Uma erosão imparável
Lembrei-me da agitação marítima que se fez sentir em Fevereiro de 2010. Ondas com cinco metros de altura, e uma preia-mar de marés vivas, provocaram, na Fuzeta, a destruição de várias casas clandestinas que ainda aguardavam demolição. A mesma agitação também destruiu parte do cordão dunar na ilha de Faro.
Um passeio de Domingo, realizado a 16 de Janeiro a duas praias afastadas entre si várias dezenas de quilómetros, permitiu comprovar que a erosão marítima parece estar imparável, sem que surjam medidas eficazes para a travar.

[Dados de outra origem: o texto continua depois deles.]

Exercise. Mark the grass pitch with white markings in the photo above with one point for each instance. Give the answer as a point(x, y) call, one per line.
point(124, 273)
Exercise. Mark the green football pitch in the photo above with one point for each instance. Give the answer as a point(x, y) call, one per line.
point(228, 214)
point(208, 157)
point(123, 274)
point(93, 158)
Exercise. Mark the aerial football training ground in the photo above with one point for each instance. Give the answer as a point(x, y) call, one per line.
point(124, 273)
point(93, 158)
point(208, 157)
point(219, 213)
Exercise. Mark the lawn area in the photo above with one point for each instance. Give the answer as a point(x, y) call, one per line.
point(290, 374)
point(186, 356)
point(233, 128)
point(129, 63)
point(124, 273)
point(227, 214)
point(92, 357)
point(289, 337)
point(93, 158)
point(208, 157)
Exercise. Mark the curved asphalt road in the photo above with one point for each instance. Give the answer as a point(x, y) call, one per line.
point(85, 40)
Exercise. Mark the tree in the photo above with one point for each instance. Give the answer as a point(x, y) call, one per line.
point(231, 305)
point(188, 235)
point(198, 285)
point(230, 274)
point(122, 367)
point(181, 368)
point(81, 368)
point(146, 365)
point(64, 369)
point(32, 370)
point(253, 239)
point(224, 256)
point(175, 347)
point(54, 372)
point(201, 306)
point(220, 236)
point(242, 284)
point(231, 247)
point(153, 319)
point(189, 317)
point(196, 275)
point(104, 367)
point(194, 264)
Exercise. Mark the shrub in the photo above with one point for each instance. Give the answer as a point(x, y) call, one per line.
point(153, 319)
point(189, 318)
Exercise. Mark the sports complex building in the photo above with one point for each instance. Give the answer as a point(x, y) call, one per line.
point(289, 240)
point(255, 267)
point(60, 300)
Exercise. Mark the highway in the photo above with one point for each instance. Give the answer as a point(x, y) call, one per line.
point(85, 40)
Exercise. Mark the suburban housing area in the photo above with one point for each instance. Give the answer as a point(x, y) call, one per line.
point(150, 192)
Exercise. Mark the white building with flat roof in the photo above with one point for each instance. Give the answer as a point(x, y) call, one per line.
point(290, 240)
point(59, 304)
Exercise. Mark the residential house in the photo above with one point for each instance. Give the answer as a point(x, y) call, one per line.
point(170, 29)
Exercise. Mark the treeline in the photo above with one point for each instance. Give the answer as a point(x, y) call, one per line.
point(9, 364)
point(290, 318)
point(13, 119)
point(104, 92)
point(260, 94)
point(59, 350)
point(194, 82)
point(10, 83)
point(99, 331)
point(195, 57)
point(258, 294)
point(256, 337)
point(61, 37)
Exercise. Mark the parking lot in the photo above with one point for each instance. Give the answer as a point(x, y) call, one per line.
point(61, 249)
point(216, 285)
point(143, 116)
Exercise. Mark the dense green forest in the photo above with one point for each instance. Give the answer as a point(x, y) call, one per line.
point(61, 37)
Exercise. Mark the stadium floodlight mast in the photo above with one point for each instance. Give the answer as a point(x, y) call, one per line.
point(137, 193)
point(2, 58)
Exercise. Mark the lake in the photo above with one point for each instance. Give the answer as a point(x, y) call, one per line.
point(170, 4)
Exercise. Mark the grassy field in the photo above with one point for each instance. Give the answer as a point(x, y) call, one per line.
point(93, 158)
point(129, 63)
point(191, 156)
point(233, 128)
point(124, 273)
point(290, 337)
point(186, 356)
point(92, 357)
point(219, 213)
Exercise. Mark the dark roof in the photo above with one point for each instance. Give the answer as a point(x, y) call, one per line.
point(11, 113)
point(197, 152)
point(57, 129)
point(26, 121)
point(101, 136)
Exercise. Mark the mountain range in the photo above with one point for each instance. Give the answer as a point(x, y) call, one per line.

Em 2010, a ARH, em parceria com o empreendimento turístico de Vale do Lobo, procederam à recarga de 1,25 milhões de metros cúbicos de areia, numa extensão de frente de mar de quase cinco quilómetros, entre as praias de Forte Novo (Quarteira) e de Vale do Garrão (Almancil). A foto seguinte foi tirada na praia da Quinta do Lago, num local próximo do restaurante “Gigi”, num local que não foi contemplado com qualquer recarga de areia. Entre a praia da Quinta do Lago e a praia do Ancão, pode-se observar que o mar vai roubando areia à duna primária, sendo evidente a diminuição do areal seco com a maré cheia.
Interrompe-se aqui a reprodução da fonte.